一体どんな人体実験をしたのかは、考えるのもおぞましいが。
「私、王都から出ることが殆どなくて。まれに母と旅行するんですけど、泊まるのは結局その地域の領主の館ですし。街の歩き方も泊まり方もよく分からないので、ミラアさんとご一緒させてもらえて本当に助かります」
世間知らずであると遠回しに言う貴族令嬢。
苦笑いにも、破格の愛嬌がある。
「お母様と旅行、か。お父様は?」
ミラアの問いに、フィーネは少し表情を落とした。
「母と私は王都にある屋敷に住んでいますが、父はもうずっと、この街の城に住んでいるんです」
僅かに目を見開いたミラアに、フィーネは少しだけ困ったような笑顔のまま、
「この街――城塞都市ゴートンは、グレザリア王国グレイス公領の中心都市です。ここは――私の父が管理する領地なんです」
汚れた水は、人を病にする呪いだ。
複雑に乱立した高層建築物。この街に下水工事を行うのは、もはや不可能だろう。
頑強な壁の中に押し込められても、砦としての機能を損なわず繁栄する街。
それはまるで、強大な人類王国連盟からの粛清に対抗する、この地の領主の心を映しているようでもある。

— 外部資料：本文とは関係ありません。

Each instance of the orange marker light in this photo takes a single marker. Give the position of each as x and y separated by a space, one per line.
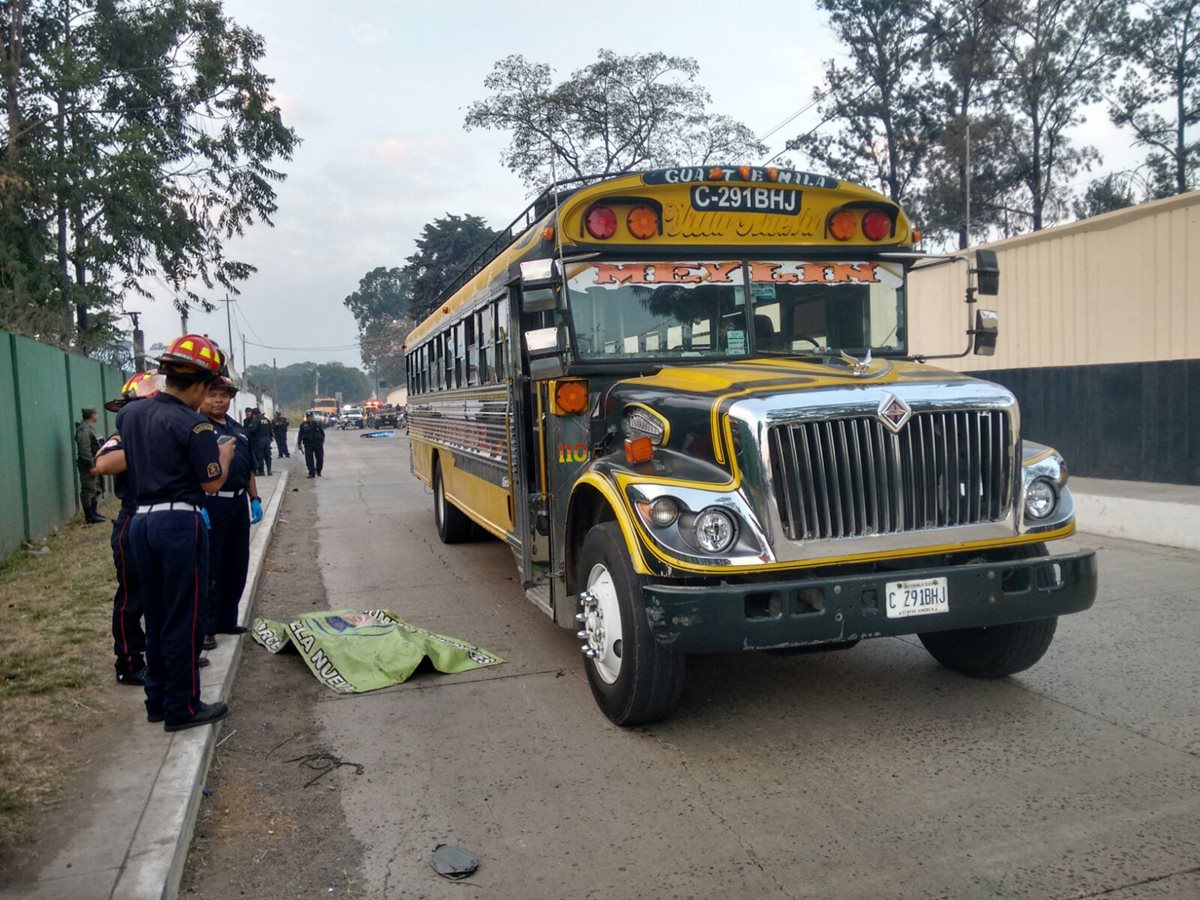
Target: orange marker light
642 222
639 449
570 397
843 225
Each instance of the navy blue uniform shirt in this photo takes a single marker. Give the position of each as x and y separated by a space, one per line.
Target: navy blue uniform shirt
241 462
169 450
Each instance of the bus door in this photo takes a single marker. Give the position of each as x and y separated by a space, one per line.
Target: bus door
525 450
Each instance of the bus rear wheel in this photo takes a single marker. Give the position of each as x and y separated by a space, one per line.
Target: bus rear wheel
633 677
454 527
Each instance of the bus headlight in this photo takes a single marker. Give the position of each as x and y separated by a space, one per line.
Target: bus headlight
1041 498
715 529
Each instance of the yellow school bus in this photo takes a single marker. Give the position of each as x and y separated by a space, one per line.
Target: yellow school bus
687 401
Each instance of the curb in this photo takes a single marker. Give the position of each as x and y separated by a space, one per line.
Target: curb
157 853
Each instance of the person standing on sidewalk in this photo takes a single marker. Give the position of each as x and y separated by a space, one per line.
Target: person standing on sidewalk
250 423
87 444
173 460
264 443
280 427
311 438
229 517
129 635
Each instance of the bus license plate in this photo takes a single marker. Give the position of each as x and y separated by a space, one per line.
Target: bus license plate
917 598
733 198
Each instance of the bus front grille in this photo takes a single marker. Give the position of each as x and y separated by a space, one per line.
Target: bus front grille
852 478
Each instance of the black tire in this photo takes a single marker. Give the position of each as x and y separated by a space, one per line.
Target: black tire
454 527
996 651
648 678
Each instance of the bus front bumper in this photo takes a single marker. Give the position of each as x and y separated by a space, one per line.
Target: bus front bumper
694 618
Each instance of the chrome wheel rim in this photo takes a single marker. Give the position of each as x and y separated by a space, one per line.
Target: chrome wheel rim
600 618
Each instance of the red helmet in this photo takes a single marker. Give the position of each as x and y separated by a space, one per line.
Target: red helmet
139 387
195 352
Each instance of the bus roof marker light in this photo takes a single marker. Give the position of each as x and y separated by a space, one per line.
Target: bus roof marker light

ここまで堅牢な城塞都市がこの時代に必要であるとはミラアは思わない。
平和な今の時代に目指すべき姿は、むしろ市民の健全な生活だからだ。
少なくとも〝護国卿〟キュヴィリエ・ディア・ローザリアが台頭する以前、グレザリア王国が人類王国連盟によって粛清の対象として検討される以前ならば、そうすることが時代の流れであったはずだ。
市民たちの健康な生活よりも、防衛拠点としての機能を重視し続けて来た領主〝剣聖〟ディルク・ディア・グレイス公爵。
かつて王家近衛騎士団団長を務め、今はローザリア卿の私兵団〝黒の騎士団〟団長を務める男であり、フィーネの父親である男。
貴族というより、むしろ騎士として生きる領主。
この城は、彼自身の性格を反映するものなのか。或いは、彼が見ているこの国の未来に備えたものなのだろうか。
「……お父様には会わなくてもいいの?」
「ええ」
ミラアの問いに、フィーネは強く頷いた。
「グレザリア王国は今、人類王国連盟から事実上脱退しています。軍備の抜かりは国の破滅になりかねません」
城塞都市の領主の娘は、自分に言い聞かせるように続ける。
「この街は、陸地における最重要防衛拠点の一つです。黒の騎士団の長である父の元に私が行けば、きっとお叱りを受けます」
父は騎士団の長。自分の存在は、父の気の緩みや雑念に繋がる。
ならず者や敵の斥候に捕らえられれば身代金を要求される恐れもある上、軍備に関する要求をされることも有り得るという懸念もあるだろう。
いつも精悍さが浮かぶ整った顔に、憂いを浮かべてそう語った少女を、ミラアは黙って見ていた。